South African retailer Steinhoff has reported a $4 billion operating loss in the 2017 fiscal year, in a much-delayed earnings report revealing the impact of a $7.4 billion accounting fraud.
Steinhoff, which is also listed in Frankfurt, said operating loss came in at €3.7 billion euros in the year ended September 2017, compared with profit of €278 million in the restated 2016 figures.
The company blamed writedowns for the loss as it cleans up its balance sheet.
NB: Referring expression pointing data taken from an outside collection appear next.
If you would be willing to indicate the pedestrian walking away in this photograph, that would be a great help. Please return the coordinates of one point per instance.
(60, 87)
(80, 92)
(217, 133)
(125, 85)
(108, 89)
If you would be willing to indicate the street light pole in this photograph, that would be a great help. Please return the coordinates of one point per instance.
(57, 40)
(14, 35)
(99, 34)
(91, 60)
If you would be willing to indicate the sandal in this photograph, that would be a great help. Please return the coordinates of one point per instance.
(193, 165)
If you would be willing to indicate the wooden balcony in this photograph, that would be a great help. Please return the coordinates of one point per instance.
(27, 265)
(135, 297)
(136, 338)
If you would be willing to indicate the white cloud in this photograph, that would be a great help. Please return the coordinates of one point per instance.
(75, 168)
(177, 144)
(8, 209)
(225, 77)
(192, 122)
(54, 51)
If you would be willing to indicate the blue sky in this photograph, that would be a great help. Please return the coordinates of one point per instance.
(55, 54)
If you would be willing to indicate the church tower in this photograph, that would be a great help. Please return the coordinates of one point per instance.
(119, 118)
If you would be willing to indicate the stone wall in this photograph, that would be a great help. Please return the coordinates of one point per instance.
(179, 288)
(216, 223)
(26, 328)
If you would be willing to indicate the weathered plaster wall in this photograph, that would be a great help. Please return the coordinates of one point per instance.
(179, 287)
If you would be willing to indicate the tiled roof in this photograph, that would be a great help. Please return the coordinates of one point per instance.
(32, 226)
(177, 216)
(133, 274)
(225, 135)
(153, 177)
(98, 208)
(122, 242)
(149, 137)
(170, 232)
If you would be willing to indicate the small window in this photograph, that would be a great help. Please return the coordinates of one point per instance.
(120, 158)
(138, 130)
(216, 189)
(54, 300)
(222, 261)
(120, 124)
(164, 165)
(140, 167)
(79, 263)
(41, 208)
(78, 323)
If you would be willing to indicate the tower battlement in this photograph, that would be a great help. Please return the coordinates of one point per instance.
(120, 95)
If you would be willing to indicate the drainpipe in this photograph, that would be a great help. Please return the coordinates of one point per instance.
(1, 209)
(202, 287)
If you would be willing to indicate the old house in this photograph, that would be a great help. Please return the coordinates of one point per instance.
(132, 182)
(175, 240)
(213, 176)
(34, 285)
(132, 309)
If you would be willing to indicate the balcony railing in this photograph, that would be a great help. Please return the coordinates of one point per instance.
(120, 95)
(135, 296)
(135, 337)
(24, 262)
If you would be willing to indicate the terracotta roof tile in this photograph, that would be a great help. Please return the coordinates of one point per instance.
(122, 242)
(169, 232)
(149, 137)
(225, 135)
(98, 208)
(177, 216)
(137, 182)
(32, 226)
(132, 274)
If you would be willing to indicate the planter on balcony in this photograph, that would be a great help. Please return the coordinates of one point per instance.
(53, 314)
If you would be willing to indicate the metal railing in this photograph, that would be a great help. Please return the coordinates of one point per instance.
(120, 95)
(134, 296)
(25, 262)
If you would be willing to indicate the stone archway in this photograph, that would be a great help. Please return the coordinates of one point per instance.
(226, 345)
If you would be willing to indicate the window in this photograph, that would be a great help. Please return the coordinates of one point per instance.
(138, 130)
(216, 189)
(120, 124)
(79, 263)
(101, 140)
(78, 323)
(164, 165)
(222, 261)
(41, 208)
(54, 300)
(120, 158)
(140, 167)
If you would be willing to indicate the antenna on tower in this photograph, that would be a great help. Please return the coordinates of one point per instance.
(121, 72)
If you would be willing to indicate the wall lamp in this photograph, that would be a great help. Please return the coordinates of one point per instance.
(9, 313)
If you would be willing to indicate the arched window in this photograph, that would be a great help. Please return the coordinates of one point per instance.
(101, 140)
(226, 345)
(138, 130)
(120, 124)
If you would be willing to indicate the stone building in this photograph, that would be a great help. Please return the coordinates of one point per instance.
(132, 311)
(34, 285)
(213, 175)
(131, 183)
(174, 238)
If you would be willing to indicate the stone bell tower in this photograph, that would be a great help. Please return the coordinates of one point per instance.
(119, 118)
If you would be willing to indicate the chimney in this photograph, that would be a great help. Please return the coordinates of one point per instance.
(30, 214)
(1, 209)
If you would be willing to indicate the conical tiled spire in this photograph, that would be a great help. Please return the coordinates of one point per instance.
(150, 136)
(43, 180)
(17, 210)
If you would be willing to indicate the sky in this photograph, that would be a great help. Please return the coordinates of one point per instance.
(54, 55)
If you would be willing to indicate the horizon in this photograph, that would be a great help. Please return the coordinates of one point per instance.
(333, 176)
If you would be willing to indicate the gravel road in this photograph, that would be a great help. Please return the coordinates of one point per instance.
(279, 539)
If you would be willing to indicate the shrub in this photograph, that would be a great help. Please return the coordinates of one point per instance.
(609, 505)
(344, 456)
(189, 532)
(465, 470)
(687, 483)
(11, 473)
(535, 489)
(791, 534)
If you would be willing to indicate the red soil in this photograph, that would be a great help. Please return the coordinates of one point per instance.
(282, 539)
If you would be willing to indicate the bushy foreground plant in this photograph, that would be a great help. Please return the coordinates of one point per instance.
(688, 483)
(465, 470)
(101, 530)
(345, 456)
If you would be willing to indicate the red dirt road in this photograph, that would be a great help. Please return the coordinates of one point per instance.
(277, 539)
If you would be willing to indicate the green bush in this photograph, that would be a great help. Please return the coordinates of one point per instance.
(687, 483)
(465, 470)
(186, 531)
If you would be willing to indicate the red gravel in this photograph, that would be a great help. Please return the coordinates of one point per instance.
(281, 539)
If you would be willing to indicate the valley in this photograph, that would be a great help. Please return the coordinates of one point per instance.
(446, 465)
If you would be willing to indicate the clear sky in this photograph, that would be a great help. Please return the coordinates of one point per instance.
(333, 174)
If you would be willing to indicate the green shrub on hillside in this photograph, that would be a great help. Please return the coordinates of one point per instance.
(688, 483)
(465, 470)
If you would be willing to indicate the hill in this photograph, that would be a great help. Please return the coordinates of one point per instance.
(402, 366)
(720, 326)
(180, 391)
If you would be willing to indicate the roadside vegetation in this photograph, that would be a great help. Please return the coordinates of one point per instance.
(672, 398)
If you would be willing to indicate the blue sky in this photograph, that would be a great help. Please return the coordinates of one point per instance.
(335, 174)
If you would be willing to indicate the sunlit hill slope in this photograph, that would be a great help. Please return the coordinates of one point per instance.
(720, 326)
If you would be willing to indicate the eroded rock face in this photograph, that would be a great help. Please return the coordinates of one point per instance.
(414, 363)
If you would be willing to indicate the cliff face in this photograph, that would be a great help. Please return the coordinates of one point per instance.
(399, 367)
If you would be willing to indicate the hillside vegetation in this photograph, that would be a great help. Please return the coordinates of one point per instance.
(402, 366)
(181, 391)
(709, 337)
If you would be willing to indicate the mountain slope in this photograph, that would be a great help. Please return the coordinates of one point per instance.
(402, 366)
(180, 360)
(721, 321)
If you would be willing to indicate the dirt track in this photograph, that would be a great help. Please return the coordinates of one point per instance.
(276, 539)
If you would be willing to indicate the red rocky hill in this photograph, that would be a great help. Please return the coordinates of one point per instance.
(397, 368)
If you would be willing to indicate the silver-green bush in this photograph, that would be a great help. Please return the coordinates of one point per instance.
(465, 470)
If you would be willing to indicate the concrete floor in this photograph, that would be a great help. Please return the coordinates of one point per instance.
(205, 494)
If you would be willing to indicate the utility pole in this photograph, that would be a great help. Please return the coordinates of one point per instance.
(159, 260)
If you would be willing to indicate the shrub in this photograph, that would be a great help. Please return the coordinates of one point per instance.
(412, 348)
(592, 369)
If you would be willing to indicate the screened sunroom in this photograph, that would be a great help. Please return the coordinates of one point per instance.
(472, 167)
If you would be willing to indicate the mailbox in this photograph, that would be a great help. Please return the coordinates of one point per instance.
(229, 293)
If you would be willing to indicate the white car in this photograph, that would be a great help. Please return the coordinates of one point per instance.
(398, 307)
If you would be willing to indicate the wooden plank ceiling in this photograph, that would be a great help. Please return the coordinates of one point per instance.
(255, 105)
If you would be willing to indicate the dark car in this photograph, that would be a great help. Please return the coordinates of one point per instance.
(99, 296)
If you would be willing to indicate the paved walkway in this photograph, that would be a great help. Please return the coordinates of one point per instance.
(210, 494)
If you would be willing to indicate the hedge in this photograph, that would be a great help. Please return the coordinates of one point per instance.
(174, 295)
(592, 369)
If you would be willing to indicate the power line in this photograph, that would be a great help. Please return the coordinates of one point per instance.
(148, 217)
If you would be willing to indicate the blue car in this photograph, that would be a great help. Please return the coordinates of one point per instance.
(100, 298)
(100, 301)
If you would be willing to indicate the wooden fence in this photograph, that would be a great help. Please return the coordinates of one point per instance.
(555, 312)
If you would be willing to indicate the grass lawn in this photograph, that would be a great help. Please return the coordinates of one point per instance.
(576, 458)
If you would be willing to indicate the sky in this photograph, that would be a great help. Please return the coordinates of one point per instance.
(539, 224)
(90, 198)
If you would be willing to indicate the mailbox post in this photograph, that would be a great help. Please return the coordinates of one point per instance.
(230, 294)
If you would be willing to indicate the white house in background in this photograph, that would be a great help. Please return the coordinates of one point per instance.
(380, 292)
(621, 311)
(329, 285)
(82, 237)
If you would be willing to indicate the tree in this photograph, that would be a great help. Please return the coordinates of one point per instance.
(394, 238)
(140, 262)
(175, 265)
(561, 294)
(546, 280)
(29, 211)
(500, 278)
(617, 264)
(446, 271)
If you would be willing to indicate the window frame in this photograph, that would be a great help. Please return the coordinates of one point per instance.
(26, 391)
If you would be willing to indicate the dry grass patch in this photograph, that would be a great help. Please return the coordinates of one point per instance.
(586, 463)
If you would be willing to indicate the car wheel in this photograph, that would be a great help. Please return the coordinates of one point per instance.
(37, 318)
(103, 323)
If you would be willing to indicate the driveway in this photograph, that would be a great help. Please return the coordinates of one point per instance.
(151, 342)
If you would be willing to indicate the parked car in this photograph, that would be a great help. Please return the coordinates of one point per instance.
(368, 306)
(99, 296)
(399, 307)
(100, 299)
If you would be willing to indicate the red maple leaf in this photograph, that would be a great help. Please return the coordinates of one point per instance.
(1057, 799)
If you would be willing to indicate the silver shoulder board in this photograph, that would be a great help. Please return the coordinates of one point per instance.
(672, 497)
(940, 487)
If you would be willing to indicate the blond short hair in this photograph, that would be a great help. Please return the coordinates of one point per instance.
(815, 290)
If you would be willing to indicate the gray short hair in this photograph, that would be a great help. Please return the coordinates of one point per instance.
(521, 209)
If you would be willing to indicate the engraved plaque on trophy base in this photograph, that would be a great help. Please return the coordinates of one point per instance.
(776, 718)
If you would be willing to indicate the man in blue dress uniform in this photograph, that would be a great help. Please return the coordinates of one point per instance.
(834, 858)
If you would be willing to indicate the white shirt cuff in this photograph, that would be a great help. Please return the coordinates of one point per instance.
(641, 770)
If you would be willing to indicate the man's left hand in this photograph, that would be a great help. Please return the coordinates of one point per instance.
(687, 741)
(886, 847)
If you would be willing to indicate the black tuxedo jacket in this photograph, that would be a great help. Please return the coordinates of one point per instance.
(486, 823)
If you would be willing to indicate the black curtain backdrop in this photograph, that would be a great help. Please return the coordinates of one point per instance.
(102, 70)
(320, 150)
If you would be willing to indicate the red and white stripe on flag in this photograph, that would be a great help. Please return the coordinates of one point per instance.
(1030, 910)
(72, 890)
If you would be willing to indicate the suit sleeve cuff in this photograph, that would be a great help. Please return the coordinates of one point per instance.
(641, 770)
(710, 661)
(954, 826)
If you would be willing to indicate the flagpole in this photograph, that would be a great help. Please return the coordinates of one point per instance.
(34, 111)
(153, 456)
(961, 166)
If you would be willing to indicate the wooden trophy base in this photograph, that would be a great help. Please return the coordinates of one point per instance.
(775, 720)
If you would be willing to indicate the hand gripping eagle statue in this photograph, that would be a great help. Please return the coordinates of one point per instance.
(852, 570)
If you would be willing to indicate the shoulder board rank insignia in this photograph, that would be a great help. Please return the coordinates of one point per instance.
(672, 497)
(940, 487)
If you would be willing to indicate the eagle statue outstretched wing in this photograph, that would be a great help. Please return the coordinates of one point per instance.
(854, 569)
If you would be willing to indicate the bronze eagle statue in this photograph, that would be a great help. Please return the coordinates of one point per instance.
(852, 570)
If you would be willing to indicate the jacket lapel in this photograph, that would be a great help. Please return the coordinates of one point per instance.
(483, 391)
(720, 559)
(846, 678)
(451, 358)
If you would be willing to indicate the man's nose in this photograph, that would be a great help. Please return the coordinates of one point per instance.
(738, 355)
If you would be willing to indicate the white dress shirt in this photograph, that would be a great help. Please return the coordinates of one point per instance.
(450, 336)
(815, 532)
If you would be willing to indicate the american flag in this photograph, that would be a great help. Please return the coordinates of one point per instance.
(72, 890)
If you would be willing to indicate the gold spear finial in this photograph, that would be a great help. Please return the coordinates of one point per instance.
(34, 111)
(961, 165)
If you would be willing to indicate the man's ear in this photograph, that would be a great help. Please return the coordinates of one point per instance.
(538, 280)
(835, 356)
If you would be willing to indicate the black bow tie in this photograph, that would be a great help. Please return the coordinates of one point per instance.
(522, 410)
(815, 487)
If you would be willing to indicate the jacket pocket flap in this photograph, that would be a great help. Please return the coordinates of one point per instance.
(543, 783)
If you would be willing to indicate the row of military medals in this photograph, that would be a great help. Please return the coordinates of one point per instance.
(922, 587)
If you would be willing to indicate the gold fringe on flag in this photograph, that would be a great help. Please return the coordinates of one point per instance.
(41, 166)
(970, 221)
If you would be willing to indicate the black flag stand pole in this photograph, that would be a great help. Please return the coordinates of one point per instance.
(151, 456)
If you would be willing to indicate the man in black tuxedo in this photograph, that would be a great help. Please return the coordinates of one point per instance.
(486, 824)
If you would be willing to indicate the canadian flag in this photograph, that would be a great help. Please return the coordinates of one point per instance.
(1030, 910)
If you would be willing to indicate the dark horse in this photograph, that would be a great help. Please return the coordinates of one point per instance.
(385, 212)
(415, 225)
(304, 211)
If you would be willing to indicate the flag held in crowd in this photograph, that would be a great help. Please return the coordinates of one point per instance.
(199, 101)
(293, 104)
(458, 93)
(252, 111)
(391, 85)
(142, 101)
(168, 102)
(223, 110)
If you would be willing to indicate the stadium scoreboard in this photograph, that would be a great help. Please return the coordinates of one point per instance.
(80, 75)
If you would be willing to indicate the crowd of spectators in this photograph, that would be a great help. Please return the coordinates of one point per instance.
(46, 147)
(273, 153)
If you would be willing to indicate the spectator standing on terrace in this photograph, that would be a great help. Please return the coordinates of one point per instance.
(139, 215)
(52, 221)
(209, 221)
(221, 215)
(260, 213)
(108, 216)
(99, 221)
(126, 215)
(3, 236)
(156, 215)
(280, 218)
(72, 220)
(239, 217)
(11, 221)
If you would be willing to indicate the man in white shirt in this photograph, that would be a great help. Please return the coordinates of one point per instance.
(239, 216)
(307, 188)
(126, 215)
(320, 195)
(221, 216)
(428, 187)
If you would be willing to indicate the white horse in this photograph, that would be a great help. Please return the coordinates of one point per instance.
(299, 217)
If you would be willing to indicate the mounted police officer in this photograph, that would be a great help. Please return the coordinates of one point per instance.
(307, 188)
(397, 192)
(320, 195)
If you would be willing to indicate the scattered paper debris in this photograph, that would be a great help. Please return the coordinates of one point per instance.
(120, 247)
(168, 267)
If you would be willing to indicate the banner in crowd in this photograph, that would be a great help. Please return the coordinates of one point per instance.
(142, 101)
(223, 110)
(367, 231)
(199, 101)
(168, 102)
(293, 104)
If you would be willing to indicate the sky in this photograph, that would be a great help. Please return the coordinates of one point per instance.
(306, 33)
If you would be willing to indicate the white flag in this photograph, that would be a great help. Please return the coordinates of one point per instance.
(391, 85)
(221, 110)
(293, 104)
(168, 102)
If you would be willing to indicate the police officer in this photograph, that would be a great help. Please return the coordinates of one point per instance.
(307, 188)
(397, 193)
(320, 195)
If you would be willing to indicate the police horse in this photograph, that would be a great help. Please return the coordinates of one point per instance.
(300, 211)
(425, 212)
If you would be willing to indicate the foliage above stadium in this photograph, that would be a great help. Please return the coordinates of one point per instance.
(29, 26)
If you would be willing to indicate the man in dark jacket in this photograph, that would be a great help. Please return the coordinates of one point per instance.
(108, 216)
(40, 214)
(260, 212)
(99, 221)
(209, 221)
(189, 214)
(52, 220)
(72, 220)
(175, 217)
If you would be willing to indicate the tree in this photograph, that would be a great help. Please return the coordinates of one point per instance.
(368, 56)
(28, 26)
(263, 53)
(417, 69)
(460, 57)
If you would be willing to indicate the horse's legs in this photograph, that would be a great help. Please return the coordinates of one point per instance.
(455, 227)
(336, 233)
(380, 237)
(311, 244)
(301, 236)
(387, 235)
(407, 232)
The total writedowns have already topped €13 billion since revealing the fraud, which wiped out more than 200 billion rand of shareholder equity.
Reversing The Irregularities
"The consequential impact of reversing the accounting irregularities is the fact that the restatements highlight that several of the group’s operating entities are unprofitable," Steinhoff said in a 359-page annual report posted on its website shortly before midnight.
An investigation by auditor PwC released in March found that eight people, including former Steinhoff executives, were involved in a complex scheme where potential intercompany transactions worth €6.5 billion were fraudulently recorded as external income to prop up profits and hide costs in money-losing subsidiaries.
The retailer has delayed releasing results several times as it waited for the findings of the PwC investigation and audit process of its external auditor Deloitte.
The 2018 results are now due on June 18.